Task #2454: OpenCL infrastructure improvements
OpenCL code modernization assuming v1.2 reqd
A list of tasks that could be beneficial to consider if we require v1.2 standard.
modernize API use swapping clEnqueueMarker/clEnqueueBarrier/clEnqueueWaitForEvents to clEnqueueMarkerWithWaitList/clEnqueueBarrierWithWaitList;
- consider using CL_MEM_COPY_HOST_WRITE_ONLY, CL_MEM_COPY_HOST_READ_ONLY, CL_MEM_COPY_HOST_NO_ACCESS
use clEnqueueFillBuffer for 0-ing
do not add call to clUnloadCompiler
use OPENCL_C_VERSION for reporting version
Modernize OpenCL memory allocation flags
This change correct the memory allocation flags in the nonbonded module
so that these reflect the R/W use on both host- and device-side; the
former is made possible by requiring OpenCL 1.2.

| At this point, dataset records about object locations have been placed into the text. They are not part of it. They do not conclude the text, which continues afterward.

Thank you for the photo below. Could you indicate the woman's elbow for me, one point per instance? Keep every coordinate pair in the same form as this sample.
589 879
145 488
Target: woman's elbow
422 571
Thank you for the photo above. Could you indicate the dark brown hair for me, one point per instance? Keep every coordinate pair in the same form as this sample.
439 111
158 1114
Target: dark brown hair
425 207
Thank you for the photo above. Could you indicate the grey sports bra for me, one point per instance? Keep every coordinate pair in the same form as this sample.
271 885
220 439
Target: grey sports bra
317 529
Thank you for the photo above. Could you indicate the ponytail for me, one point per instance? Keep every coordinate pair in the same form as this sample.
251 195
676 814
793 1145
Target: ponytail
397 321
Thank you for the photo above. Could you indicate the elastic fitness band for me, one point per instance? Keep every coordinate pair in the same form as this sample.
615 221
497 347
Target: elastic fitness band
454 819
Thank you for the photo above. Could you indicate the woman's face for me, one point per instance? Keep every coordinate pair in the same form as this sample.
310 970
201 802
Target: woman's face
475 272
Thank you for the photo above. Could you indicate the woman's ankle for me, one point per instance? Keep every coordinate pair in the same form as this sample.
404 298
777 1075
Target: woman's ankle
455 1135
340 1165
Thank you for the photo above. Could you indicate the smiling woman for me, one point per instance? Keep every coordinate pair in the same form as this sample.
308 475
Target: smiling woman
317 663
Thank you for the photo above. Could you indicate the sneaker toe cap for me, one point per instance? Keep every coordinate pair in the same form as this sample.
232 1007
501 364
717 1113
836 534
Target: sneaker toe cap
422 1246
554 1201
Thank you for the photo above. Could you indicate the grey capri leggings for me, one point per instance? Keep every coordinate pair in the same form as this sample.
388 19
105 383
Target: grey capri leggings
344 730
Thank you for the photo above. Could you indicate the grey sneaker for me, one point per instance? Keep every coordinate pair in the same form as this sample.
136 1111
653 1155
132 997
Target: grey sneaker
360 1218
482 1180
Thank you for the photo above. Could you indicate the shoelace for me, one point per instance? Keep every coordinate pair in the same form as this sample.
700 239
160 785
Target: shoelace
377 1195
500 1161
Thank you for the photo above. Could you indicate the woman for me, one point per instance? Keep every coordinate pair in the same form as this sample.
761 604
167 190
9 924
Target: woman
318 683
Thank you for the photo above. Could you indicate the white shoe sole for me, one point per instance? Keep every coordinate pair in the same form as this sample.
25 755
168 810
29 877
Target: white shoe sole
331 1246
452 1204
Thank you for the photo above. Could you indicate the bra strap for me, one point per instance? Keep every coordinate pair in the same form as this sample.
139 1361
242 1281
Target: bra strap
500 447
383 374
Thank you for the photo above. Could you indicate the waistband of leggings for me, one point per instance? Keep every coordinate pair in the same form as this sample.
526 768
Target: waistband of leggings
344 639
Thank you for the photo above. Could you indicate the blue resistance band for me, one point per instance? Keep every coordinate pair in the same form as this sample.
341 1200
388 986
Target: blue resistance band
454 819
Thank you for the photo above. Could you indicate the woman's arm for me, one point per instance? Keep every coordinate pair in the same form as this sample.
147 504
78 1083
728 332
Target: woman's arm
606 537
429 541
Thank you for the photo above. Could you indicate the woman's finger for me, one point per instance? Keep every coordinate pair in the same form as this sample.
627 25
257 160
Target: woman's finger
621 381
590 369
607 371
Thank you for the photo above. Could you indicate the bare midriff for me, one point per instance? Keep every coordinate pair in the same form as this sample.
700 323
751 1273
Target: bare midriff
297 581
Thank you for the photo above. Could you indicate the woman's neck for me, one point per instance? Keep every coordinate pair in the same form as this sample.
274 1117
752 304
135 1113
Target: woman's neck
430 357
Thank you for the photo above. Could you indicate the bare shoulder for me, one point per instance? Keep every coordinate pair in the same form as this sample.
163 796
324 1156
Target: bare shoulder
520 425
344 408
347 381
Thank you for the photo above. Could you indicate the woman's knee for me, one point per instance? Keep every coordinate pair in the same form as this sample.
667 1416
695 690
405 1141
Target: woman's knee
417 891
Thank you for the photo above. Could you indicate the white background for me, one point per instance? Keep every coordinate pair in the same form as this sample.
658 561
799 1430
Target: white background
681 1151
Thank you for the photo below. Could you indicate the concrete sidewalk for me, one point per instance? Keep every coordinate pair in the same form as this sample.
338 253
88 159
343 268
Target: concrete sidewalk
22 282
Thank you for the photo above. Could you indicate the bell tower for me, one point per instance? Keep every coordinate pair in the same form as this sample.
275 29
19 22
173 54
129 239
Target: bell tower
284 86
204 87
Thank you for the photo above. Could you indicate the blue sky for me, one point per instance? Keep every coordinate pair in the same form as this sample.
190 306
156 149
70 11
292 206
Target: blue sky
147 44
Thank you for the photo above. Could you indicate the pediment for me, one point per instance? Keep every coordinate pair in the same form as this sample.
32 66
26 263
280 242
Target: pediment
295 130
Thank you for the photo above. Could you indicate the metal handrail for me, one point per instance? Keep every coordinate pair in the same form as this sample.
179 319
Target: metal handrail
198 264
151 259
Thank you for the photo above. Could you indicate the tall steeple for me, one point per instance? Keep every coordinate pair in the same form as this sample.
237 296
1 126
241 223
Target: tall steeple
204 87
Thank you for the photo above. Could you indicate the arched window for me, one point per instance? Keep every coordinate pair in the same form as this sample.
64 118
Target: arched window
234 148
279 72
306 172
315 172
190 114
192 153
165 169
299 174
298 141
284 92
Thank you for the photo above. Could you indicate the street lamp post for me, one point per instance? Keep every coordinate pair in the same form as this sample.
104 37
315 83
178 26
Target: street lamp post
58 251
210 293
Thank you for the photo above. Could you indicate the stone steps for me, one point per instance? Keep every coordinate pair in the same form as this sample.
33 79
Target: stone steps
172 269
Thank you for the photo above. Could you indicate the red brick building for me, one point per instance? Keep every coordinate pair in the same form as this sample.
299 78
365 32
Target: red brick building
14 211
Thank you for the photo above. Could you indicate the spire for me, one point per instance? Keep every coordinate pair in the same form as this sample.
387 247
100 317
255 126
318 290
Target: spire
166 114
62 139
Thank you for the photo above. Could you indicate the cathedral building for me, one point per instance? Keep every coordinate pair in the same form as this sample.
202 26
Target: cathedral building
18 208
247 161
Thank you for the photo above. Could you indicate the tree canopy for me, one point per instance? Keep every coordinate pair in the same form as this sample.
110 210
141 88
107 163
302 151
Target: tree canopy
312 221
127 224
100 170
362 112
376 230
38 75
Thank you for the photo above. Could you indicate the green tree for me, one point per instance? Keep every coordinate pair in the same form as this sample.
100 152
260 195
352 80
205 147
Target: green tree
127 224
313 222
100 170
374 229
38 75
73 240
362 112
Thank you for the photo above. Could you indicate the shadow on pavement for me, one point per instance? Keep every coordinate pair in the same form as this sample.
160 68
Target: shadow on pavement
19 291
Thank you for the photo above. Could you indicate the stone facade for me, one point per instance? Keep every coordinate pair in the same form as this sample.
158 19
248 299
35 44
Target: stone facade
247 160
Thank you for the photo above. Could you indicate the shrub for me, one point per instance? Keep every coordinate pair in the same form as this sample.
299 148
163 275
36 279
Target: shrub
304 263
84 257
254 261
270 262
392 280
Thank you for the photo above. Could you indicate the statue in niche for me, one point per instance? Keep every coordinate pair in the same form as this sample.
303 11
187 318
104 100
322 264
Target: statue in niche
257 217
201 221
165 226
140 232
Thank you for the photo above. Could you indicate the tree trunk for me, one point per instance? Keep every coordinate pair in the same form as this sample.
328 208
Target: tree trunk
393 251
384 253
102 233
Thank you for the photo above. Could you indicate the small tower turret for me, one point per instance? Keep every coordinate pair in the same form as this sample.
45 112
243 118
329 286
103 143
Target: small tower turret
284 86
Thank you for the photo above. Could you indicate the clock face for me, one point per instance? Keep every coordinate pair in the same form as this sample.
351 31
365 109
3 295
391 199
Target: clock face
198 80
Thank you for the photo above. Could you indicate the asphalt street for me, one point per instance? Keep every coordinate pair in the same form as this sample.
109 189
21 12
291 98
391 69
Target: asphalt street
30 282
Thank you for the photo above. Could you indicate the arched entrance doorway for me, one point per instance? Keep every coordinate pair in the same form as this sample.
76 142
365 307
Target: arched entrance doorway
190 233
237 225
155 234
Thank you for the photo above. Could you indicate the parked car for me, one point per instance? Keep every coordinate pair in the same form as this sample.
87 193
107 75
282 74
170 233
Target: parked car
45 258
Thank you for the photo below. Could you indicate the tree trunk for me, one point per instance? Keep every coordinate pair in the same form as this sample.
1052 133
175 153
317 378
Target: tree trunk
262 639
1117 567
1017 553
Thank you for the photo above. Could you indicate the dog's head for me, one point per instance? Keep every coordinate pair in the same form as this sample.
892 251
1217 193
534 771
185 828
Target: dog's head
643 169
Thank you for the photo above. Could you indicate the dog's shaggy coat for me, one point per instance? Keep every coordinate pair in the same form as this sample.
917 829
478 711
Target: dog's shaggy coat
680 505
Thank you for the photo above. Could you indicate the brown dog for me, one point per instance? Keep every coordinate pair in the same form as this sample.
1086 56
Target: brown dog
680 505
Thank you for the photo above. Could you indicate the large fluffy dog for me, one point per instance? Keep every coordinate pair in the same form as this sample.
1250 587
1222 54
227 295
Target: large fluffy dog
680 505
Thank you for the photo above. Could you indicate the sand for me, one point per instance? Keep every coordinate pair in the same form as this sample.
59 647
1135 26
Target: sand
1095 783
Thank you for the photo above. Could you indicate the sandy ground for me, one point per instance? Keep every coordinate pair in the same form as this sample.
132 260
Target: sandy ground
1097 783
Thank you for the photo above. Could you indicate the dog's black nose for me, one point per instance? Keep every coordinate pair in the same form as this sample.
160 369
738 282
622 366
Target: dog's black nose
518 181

Also improve some lacking error handling.
#9 Updated by Szilárd Páll over 1 year ago
Aleksei Iupinov wrote:
OK, it's clUnloadCompiler(), not clUnloadPlatformCompiler(), it didn't help me at all with #2449, and it's actually a deprecated in 1.2 :-)
You mean in 2.1. So what exactly is the resource that's using/leaking memory in your case, any idea?
#10 Updated by Aleksei Iupinov over 1 year ago
No, the link is for 2.1, but if you read through it, the function was deprecated in 1.2 already.
No idea so far, but I will eventually have to not compile kernels many times in unit tests (wildly assuming it's the compilation that causes this) - it takes insane time anyway, 2 seconds per each case. We'll see if that 'fixes' it then.
#12 Updated by Szilárd Páll 11 months ago
- Status changed from New to In Progress
- Assignee set to Szilárd Páll
Yes, had some WIP for the second item in the list, was hoping the PME code gets merged, but it's been slow to get there, so I should just upload the modernization for the nonbonded module, and do the rest later.
#16 Updated by Szilárd Páll 10 months ago
This weekend I realized that the allocation modernization won't be possible in the new PME code due to the an omission/oversimplication of the allocateDeviceBuffer() API which doesn't support passing flags.
The allocateDeviceBuffer() call should take some flags, not sure if we want to just add a flag argument with a default value? Also, to be able to call reallocateDeviceBuffer() without having to pass the flags again, we could store the flags in TypedClMemory class.